Zurück zum Kitsch

Vom Erkalten der Liebe im Kino

"Vom Suchen und Finden der Liebe", "Mathilde - Eine große Liebe": Das Kino hat wieder einmal die Liebe entdeckt. Schade nur, dass es an das Gefühl, das da heraufbeschworen wird, selbst nicht recht zu glauben scheint. Zum Verlieben sind die neuen Liebesfilme nicht.

Eine Sängerin verliebt sich so unsterblich in einen Schlagerkomponisten, dass sie ihm sogar in die Unterwelt nachsteigt. Eine junge Kriegerwitwe glaubt nicht an den Heldentod ihres Mannes und begibt sich auf detektivische Recherche nach dem Geliebten; die Geschichten, die die neuen Liebesfilme erzählen, scheinen das Hohelied der alles besiegenden großen Liebe zu singen. Doch ach: Kälter ward die Glut menschlicher Zweisamkeit im Kino nie heraufbeschworen.
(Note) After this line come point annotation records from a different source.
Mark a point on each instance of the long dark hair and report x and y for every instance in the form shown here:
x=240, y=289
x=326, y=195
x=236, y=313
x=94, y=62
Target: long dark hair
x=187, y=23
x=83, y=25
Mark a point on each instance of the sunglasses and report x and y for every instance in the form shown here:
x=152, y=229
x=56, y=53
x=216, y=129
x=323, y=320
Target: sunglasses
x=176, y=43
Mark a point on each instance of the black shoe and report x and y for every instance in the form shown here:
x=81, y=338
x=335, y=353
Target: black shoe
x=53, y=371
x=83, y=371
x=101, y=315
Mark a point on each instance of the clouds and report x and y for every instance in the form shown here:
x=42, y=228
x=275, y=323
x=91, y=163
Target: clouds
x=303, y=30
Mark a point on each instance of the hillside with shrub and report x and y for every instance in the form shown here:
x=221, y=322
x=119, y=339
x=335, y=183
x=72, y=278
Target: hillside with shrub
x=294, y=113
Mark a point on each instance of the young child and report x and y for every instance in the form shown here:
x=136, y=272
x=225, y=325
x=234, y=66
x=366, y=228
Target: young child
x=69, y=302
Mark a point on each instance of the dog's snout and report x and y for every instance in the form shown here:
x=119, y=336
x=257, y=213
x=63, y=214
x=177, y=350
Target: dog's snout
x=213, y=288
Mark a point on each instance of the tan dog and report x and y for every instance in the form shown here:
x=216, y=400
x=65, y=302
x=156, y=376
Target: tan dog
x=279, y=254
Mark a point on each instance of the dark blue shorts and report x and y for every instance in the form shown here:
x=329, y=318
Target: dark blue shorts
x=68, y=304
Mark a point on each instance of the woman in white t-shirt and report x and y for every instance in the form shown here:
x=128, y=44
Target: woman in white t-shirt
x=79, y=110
Im Grunde erzählen die beiden Filme, die man jetzt im Kino sehen kann, mehr vom Erzählen einer Liebe als von dieser selbst.

Verräterischer Kommentar

Verräterisch genug, dass sowohl der deutsche Film "Vom Suchen und Finden der Liebe" wie auch sein französisches Gegenstück "Mathilde" einen Kommentar benötigen, um überhaupt in Gang zu kommen. Bei Helmut Dietl ("Vom Suchen...") raunt ein allwissender Erzähler gleich zu Filmbeginn, dass die große Liebe zwischen Mimi Nachtigall und Venus Morgenstern (schon die Gespreiztheit der Namen sollte stutzig machen) begonnen habe wie jede andere Liebesgeschichte auch. Und "Mathilde" erzählt im gleichnamigen Film von Jean-Pierre Jeunet ("Amelie") dem Publikum ihre Odyssee gleich selbst, statt die Geschichte für sich sprechen zu lassen.

Angst vor dem Banalen?

Woher rührt dieses Misstrauen in die eigene Erfindung, warum fliehen ehrgeizige Filmemacher in postmodernes Rankenwerk, wenn sie nur davon erzählen wollen, wie zwei Menschen zueinander finden? Wieso bemüht Helmut Dietl Versatzstücke aus Märchen und Mythologie, wenn es ihm um so irdische Themen wie den Verlust eines Partners geht? Und warum braucht Jean-Pierre Jeunet eine nostalgisch eingefärbte Weltkrieg-I-Kunstwelt, um seiner Mathilde den Lebenspartner zuzuführen? Der Kitsch, der auf diese Art offenbar umgangen werden soll, er schleicht sich nur auf umso kunstgewerblichere Weise wieder ein.

Schlag nach bei der Klassik

Dabei ist das Kino ein durchaus legitimer Ort für die Evozierung des Gefühls. Allerdings nur, wenn man sich künstlerisch gleichsam dazu bekennt und nicht die Zitierung von Emotion schon für die Emotion selbst hält. Hollywood hat, wie so oft, auch hier vorgezeigt, wie's geht: Ein so wunderbarer Liebesfilm wie Clint Eastwoods "Die Brücken von Madison County" führt nichts anderes vor als die Liebe zweier Erwachsener - ihre Blicke, ihre Gesten, ihre Worte, die alles sagen. Und selbst für die in "Mathilde" versuchte Verbindung von Melodram und Kriegsepos gibt es, von "Vom Winde verweht" über "Dr. Schiwago" bis zu "Unterwegs nach Cold Mountain", schon zahllose geglückte Beispiele. Da wurde freilich alles riskiert, statt sich dramaturgisch distanziert abzusichern. Ganz ohne Liebe geht es eben auch im Kino nicht.